Une constitution à la place d'un organigramme
Passer à l'holacratie commence, explique-t-il, par un geste symbolique fort : les dirigeants signent une constitution, un document qui remet la gouvernance de l'entreprise entre les mains d'une structure de cercles plutôt qu'entre les leurs. Beaucoup de fondateurs qu'il a observés y sont venus après avoir réalisé qu'ils étaient devenus, malgré eux, le principal frein à la croissance de leur propre entreprise, en accaparant des décisions qu'ils ne maîtrisaient plus vraiment.

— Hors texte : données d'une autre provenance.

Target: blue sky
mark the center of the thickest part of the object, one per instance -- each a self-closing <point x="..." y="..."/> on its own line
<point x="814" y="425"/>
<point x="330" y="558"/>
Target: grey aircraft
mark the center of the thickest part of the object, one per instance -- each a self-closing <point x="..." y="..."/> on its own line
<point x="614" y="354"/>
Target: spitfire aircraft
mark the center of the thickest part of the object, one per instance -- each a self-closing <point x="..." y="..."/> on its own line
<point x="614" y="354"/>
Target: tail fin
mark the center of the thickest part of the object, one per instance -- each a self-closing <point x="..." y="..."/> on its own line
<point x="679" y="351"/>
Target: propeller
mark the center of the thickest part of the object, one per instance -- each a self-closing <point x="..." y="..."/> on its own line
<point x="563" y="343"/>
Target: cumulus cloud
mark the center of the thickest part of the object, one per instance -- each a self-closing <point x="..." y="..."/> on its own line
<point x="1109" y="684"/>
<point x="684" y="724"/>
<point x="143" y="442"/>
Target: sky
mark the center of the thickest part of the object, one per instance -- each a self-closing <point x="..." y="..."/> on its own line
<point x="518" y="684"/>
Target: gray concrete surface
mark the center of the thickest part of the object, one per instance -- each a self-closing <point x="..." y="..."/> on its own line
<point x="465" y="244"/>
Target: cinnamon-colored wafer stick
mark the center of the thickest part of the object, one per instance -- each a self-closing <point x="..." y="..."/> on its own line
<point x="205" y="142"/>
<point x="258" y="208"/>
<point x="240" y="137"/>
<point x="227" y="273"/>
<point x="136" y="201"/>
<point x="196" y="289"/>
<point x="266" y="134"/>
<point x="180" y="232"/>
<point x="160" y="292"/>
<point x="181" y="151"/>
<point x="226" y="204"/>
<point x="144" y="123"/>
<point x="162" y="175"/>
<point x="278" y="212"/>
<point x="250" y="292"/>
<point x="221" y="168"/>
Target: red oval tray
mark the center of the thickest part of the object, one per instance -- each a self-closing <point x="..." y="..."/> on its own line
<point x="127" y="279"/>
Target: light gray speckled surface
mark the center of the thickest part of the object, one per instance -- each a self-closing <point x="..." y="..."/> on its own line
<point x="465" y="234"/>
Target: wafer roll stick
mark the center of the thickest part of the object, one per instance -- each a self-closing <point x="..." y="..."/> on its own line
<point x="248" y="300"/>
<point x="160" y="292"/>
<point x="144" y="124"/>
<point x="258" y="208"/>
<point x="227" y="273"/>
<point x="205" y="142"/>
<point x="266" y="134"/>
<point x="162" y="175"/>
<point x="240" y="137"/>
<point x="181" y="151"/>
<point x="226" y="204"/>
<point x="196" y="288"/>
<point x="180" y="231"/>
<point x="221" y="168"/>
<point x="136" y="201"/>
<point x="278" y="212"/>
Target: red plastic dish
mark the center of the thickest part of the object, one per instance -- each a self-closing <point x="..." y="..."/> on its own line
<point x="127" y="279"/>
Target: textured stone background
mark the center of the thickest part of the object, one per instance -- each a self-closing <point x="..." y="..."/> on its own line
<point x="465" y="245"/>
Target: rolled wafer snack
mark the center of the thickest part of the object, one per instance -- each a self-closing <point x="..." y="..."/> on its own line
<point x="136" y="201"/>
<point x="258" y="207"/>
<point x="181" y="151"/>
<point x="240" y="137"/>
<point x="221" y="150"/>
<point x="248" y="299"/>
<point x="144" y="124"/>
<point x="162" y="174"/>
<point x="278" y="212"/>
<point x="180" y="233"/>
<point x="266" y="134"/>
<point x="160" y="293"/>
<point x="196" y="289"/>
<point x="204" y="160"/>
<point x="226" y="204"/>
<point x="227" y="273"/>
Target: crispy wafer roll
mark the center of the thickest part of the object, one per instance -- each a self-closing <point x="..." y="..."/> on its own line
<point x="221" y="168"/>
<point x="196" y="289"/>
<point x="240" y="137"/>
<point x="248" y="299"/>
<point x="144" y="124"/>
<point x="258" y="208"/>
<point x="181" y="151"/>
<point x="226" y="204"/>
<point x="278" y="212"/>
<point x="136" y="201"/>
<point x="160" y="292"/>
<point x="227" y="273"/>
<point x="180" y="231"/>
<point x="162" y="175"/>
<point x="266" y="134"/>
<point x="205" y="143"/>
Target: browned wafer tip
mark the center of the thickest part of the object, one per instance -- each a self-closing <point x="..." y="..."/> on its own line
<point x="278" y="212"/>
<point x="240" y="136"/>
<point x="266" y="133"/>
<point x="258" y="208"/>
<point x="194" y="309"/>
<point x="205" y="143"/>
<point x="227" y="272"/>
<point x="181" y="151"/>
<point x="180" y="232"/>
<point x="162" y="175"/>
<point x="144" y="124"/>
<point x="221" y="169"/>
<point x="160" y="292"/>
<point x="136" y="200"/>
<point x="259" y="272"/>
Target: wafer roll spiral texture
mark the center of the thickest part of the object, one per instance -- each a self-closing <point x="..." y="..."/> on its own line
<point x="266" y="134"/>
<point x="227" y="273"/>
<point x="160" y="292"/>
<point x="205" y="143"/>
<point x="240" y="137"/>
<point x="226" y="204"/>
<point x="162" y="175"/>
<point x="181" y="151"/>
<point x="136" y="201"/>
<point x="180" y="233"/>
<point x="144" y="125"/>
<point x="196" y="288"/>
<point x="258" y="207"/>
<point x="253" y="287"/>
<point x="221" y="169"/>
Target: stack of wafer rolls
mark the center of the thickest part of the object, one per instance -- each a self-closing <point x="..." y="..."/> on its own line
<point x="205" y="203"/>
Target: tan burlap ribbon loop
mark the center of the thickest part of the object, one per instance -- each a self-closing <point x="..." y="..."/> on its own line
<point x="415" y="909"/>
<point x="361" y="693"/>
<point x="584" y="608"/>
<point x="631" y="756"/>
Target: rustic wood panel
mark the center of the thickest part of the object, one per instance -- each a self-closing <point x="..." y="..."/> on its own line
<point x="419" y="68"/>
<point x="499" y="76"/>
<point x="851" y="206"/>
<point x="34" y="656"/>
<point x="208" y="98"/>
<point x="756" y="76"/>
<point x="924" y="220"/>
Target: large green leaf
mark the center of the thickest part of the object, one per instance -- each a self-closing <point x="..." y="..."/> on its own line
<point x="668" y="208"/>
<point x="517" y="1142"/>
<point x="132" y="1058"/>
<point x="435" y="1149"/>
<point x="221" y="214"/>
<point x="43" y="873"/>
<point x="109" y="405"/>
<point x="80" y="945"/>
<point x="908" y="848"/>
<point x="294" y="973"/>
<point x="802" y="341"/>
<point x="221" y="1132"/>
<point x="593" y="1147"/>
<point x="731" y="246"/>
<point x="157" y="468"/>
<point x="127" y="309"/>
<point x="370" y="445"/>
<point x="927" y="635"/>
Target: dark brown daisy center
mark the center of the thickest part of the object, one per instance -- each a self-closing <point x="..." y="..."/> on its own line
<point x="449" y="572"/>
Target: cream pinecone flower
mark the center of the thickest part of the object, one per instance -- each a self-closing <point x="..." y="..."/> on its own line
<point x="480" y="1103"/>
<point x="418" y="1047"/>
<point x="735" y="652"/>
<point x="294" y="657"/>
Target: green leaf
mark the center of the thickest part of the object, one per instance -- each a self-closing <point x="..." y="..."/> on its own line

Une tension, ça se traite, pas ça se subit
Léo Davesne détaille le vocabulaire propre à l'holacratie : les rôles remplacent les postes, un facilitateur et un secrétaire animent chaque cercle, et les tensions, ces frictions individuelles que la hiérarchie classique laisse le plus souvent macérer en silence, sont traitées une par une en réunion de gouvernance, dans un cadre structuré qui n'a rien d'un défoulement collectif.
Dix ans avant de juger
Il met en garde contre un excès d'enthousiasme. Selon lui, il faut compter une bonne dizaine d'années avant de savoir si une organisation en holacratie tient vraiment ses promesses, le temps de traverser plusieurs crises et d'apprendre, souvent à ses dépens. Il dénonce aussi une dérive qu'il a observée dans certaines entreprises dites libérées : sous prétexte que les collaborateurs ne sont plus managés mais responsables, certains dirigeants en profitent pour leur demander toujours plus. Une pratique qu'il juge sans détour toxique.